Originally, Thomas had committed to Penn State University, but changed his mind and is now playing for the OHL’s Mississauga Steelheads. Over the course of the past couple of years I have gotten to know Thomas and I think you will like a few of his answers.
Eric Burton: Thomas, It’s been a while since we chatted, I wanted to follow up with you and see how life the OHL going for you? Last spring I watched the Memorial Cup on the NHL Network and from time-to-time I get to watch an CHL game on The NHL Network so I am a little with your league. Who is the player that has impressed you the most that you have had to play against so far?
Thomas Welsh: I would have to go with Franky Palazzese the goaltender for Sudbury Wolves. Positionally this guy does it well, squares up every-time to the shooter. Covers the net extremely well, and has a great butterfly. Limits his areas of weakness and I have seen him as the “game changer” for the Sudbury team. He is a 93 birth year I believe.
EB: I noticed that you team the Mississauga Steelheads is 25-27-0-5. Looks a bit of a tough season for the team? Can you expand on that a bit?
Thomas Welsh: This team hosted the Memorial cup previously and is in sort of like a rebuilding year. The team actually, was not expected to show well, but had a great start to the season.
I came into this team basically the first of December 2012. The team has already been formed and lines set. I was told by the coaching staff that this year I would be getting limited ice time as a result, we have (3 players on the d line that are drafted fairly high to NHL).

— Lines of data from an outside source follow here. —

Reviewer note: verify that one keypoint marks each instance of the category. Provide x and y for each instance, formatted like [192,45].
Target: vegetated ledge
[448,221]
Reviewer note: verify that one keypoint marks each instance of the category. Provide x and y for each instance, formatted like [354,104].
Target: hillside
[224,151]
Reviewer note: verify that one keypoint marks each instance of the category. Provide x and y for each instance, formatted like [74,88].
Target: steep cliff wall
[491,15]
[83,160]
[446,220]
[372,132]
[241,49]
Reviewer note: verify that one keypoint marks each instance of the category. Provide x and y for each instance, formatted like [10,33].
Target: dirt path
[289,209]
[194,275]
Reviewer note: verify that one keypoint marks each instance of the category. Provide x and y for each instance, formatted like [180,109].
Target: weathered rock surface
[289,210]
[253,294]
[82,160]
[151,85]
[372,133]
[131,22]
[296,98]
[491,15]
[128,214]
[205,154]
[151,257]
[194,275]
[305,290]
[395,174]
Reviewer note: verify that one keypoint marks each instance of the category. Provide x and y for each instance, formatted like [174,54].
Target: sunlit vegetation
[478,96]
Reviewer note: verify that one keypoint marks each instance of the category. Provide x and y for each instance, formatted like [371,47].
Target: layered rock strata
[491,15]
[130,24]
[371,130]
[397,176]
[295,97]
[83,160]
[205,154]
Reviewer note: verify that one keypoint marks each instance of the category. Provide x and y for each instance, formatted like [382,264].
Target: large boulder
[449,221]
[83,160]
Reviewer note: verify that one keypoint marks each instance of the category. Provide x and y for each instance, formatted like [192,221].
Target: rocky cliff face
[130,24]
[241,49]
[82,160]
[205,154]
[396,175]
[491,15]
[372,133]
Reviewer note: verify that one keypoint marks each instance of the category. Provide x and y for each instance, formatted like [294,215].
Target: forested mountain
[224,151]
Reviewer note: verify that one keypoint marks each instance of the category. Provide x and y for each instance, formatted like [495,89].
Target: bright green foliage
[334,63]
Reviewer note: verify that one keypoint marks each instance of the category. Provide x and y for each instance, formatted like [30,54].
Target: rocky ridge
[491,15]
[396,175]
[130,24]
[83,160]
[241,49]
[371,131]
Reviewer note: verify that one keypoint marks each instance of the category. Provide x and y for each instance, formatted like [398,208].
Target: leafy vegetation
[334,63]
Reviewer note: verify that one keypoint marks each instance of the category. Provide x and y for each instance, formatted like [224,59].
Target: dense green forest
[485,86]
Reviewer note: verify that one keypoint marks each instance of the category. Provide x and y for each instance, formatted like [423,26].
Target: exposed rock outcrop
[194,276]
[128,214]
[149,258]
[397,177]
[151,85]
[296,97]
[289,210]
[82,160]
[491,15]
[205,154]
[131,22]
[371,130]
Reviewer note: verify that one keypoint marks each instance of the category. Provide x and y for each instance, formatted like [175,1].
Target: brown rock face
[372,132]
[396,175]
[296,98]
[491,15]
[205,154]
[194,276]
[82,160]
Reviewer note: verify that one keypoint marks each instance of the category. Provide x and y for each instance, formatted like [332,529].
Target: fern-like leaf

Talent wise I feel that our team can compete with the best, when the Steelhead players decide to compete we can give other OHL teams ago. Example London Knights versus Steelheads back in December 2012 went to a record shootout of 19 rounds with London finally taking the win.
Another good game was our Belleville game, which I scored my first goal.
It was very disappointing that the Steelheads let the trade deadline go by without making any player changes. I would have expected the team to have made a few adjustments.
Is the points and playing time coming for you like you expected it to? Very slowly yes. The coaching staffs have indicated to me that I am adjusting well, that they in fact were expecting me to be a healthy scratch; however this has not been the case. I have basically played every game since signing, just missing 3 games. My ice time varies from about 10 min to 18 min a game. It has been frustrating in that I would like to be given the chance to show what I can do, but with the team just barely making play offs, I am not sure if this will happen. I just have to continue working hard.
Overall, I have been playing well, hitting hard, showing my physical attributes, but I have so much more to offer the team. It’s difficult coming as a rookie and so very late in the season. I know my hard work and coachability will pay off and be rewarded in time and that’s OK.
EB: I enjoyed the videos that you sent me, and I checked out your team the Mississauga Steelheads on Hockey Fights and noticed that your team has 38 fights for far this season, not a lot, middle of the pack. It looks like the Windsor Spitfires are the teams that are leading the OHL with 62 Fighting Majors followed by the Owen Sound Attack with 54. Who is the most feared fighter in the OHL?
EB: What team is the most physical to go up against?
Thomas Welsh: One of the teams that likes to scrap would be Oshawa Generals. When we played them, I think there were a total of 7 fights that game.
EB: So does anyone on your team have to worry about the OHL’s 10 fight rule?
Thomas Welsh: Not this year, none of our players really fight. The two fights that I have had this year, were because of my hits to one of the players (which were good clean hits) but of course the opposing team takes offence and I don’t mind mixing it up. It sometimes can be the momentum changer for a game. (fight one video) and (fight two video)
EB: I see that Kingston’s Jean Dupuy already had 11 fights under his belt this season. What do you think of that [10 fight] rule?
Thomas Welsh: I don’t like the rule. One of my favourite players growing up is Scott Stevens and I think that the OHL and NHL are taking fighting out of the league. At times hockey has become very boring to watch.
From a coaching perspective, if an opposing team has a good forward or goal scorer and your team can eliminate that threat by having your enforcer out on the ice or by playing physical that can be all the difference in giving up 2 points or getting 2 points and a win out of the night. Don Cherry just talked about this. He likes the hits and physical play in the game. You can neutralize a team by having an enforcer.
EB: I looking at your videos that you sent me, It looks like you play a pretty physical game back on the blue line. What kind of a defenseman Are you? (are you more of a grind it out defenseman, offensive or hybrid defenseman?)
Thomas Welsh: I am typically a stay at home blue line defenseman. I love the physical play and like throwing very good clean, hard hits. I can be offensive when needed not at the expense of my team. Willing to jump into the play, I have a great slap shot, with good outlet pass. I am noted for my penalty killing skills.
EB: Thanks for your time… Look forward to hearing back from you.
Thomas Welsh: No problem and thanks a million.